Amalgamation and merger


In today’s competitive world every company wants to generate more and more income and earn profits in their day-to-day business because they lack in so many aspects like management, nonavailability of raw materials, technology, and appropriate place for doing their business. to tackle this problem and to excel in the corporate world, they in turn indulge in corporate restructuring. Corporate restructuring is a broader concept that includes internal reconstruction and external reconstruction. Internal reconstruction includes the reduction and alteration of share capital and on other hand, and external reconstruction includes amalgamation, absorption, and liquidation. Amalgamation is a part of external reconstruction. Whenever a company gets into the process of amalgamation, there are two ways first is an amalgamation in the nature of purchase and second is an amalgamation in the nature of merger. Sometimes, internal reconstruction is not desirable and companies go for external reconstruction in the form of amalgamation. This is basically done to avail greater benefits of other companies. Basically in amalgamation, one company shares the resources of the other company and another company shares the resources of this company. For example, company A lacks in technology, and company B lacks in management, so both companies will amalgamate to get each other’s benefits.


An amalgamation is a combination of two or more companies into a new entity. It means that when two or more two companies combine and a new entity is formed out of the resources of the both companies is known as amalgamation.


Accounting standard 14 deals with accounting for amalgamation and the treatment of the resulting goodwill or the reserves. It basically applies to  companies who want to amalgamate but some of its requirements are also applicable to financial statements of other companies.   It does not cater to the cases where acquisition takes place. Whenever any company goes for amalgamation it should follow the requirement as provided in AS-14.

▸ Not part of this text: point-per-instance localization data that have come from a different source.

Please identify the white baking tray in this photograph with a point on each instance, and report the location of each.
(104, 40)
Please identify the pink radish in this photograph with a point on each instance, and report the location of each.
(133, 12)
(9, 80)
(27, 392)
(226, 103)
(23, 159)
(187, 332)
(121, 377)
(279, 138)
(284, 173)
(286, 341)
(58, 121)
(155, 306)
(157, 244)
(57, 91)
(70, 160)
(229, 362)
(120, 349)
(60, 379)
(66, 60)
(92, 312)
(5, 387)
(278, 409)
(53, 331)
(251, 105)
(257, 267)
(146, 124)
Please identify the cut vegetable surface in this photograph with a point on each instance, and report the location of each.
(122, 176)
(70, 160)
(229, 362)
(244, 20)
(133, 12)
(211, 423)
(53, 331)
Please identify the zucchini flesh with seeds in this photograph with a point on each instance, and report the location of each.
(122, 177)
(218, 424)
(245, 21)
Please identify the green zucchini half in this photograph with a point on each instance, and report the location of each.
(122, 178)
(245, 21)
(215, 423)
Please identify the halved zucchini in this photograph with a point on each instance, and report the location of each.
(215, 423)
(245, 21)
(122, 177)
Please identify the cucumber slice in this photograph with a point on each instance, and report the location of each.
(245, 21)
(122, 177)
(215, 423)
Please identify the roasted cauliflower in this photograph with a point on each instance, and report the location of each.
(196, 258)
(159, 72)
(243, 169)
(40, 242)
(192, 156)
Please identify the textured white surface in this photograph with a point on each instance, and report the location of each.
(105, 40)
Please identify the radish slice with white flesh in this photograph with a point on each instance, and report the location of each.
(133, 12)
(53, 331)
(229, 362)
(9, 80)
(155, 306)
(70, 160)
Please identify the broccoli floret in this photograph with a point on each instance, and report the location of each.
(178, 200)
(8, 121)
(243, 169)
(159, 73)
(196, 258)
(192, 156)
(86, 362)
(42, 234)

In amalgamation in the nature of purchase, one company, the transferee company, purchases the business of the transferor company at a specified rate. In this the assets and liabilities of the transferor company are transferred to the transferee company on any condition. There are specified conditions which should be fulfilled if there is amalgamation in the nature of merger, but this not in the case of purchase method.


In amalgamation in the nature of merger one company merges into another company. If this particular method is to be followed, there are certain conditions which should be followed. These conditions are as follows-

·         All the assets and liabilities of the transferor company should become the assets of the transferee company, after  amalgamation.

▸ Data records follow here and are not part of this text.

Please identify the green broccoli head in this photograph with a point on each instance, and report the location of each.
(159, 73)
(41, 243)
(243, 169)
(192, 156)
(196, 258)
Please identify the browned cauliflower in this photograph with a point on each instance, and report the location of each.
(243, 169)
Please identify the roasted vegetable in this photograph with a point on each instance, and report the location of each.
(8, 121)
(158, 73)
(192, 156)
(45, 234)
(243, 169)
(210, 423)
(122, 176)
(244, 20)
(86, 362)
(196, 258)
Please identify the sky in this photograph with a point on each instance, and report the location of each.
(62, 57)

·         Shareholders holding not less than 90% of the face value of the transferor company (other than equity shares already held before amalgamation)become equity shareholders of the transferee company by virtue of amalgamation.

·         The consideration for amalgamation receivable by those equity shareholders of the transferor company is discharged by the transferee company wholly by issue of equity share in the transferee company.

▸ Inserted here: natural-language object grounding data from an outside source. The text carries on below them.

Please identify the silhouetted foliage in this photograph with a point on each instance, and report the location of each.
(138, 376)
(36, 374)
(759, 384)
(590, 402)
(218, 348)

·         The business of both the transferee and transferor company should be the same.

·         The assets and liabilities that are transferring in the transferee company should be recorded at book value.


According to AS-14, purchase consideration is the aggregate of the shares and other securities issued and the payment made in the form of cash or other assets by the transferee company. Hence, the direct payment to the creditors of the transferor company is not included in the purchase consideration. The amount of purchase consideration depends on the value of its components.



Pooling of interest method of accounting is one in which the assets, liabilities and reserves are combined and shown at their historical value, as of the date of amalgamation. All the assets and liabilities of the companies undergoing merger are aggregated. The identity of the transferor company’s reserves is kept intact.


Purchase method is an accounting method, wherein the assets and liabilities of the transferor are shown at their market value in the books of the transferee company. In this only those assets and liabilities are recorded which are taken over by it. Surplus of deficit of purchase consideration over the net assets acquired, should be credited or debited ,as capital reserves or goodwill.